[comp.sys.sun] SCSI Disk Problems with SS1 and 6 disks.

proicou@afwl.af.mil (Mike Proicou) (01/26/91)
I'm having problems with the SCSI disks on my Sparcstation 1.  I've been
getting SCSI transport errors every so often, which will affect 1 or more
of the drives.  This example affects sd4, but it has occurred on sd2, sd3,
sd4, and sd5 as well.  I'm running a modified kernel configuration (SunOS
4.1) with 6 disks and 1 Exabyte tape.  I haven't been able to correlate
the errors with excessive disk I/O or lack of I/O.
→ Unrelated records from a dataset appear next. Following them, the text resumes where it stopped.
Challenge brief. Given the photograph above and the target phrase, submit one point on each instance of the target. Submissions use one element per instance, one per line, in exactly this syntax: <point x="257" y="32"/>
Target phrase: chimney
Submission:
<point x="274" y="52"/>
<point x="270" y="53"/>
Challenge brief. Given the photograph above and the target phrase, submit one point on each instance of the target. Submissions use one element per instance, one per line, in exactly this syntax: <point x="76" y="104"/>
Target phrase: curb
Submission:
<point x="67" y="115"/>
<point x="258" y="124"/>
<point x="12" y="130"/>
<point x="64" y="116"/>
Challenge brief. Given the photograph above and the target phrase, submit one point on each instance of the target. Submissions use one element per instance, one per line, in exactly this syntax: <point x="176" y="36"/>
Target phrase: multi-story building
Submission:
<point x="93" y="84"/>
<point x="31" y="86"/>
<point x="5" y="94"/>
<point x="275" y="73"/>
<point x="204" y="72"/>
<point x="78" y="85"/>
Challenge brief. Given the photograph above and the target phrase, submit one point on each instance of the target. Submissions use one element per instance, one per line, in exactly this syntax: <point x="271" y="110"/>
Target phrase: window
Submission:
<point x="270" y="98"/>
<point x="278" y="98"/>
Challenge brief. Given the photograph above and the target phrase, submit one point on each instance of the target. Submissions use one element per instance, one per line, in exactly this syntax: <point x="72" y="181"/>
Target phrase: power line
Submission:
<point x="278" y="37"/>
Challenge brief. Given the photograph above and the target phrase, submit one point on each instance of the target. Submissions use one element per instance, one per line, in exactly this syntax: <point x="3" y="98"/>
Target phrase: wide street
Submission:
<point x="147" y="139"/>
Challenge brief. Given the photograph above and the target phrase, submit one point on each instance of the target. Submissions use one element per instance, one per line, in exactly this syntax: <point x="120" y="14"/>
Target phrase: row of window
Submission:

The problem starts with (from /usr/adm/messages):

npbsun vmunix: sd4:	SCSI transport failed: reason 'incomplete': retrying command
npbsun last message repeated 14 times
npbsun vmunix: sd4:	disk not responding to selection
npbsun vmunix: sd4:	disk not responding to selection
npbsun last message repeated 3 times
npbsun vmunix: sd4:	disk not responding to selection
npbsun last message repeated 3 times

and eventually the system will panic like so:

 panic: iinactive
 syncing file systems... panic: iinactive
 00000 low-memory static kernel pages

Here's the device printout after the reboot:

 sd0 at esp0 target 3 lun 0
 sd0: <Quantum ProDrive 105S cyl 974 alt 2 hd 6 sec 35>
 sd1 at esp0 target 1 lun 0
 sd1: <Quantum ProDrive 105S cyl 974 alt 2 hd 6 sec 35>
 sd2 at esp0 target 2 lun 0
 sd2: <arte Imprimis Wren VII 94601-12G cyl 1920 alt 2 hd 15 sec 71>
 sd3 at esp0 target 0 lun 0
 sd3: <CDC Wren IV 94171-344 cyl 1545 alt 2 hd 9 sec 46>
 sd4 at esp0 target 4 lun 0
 sd4: <arte Imprimis Wren VII 94601-12G cyl 1920 alt 2 hd 15 sec 71>
 sd5 at esp0 target 6 lun 0
 sd5: <arte Imprimis Wren VII 94601-12G cyl 1920 alt 2 hd 15 sec 71>
 st1 at esp0 target 5 lun 0

After the reboot everything is fine until the next episode.  So far the
reboots have been necessary (forced on me) about every ten days.  Is there
a way to fix this without rebooting?

Any ideas?

Mike Proicou
proicou@npbsun.afwl.af.mil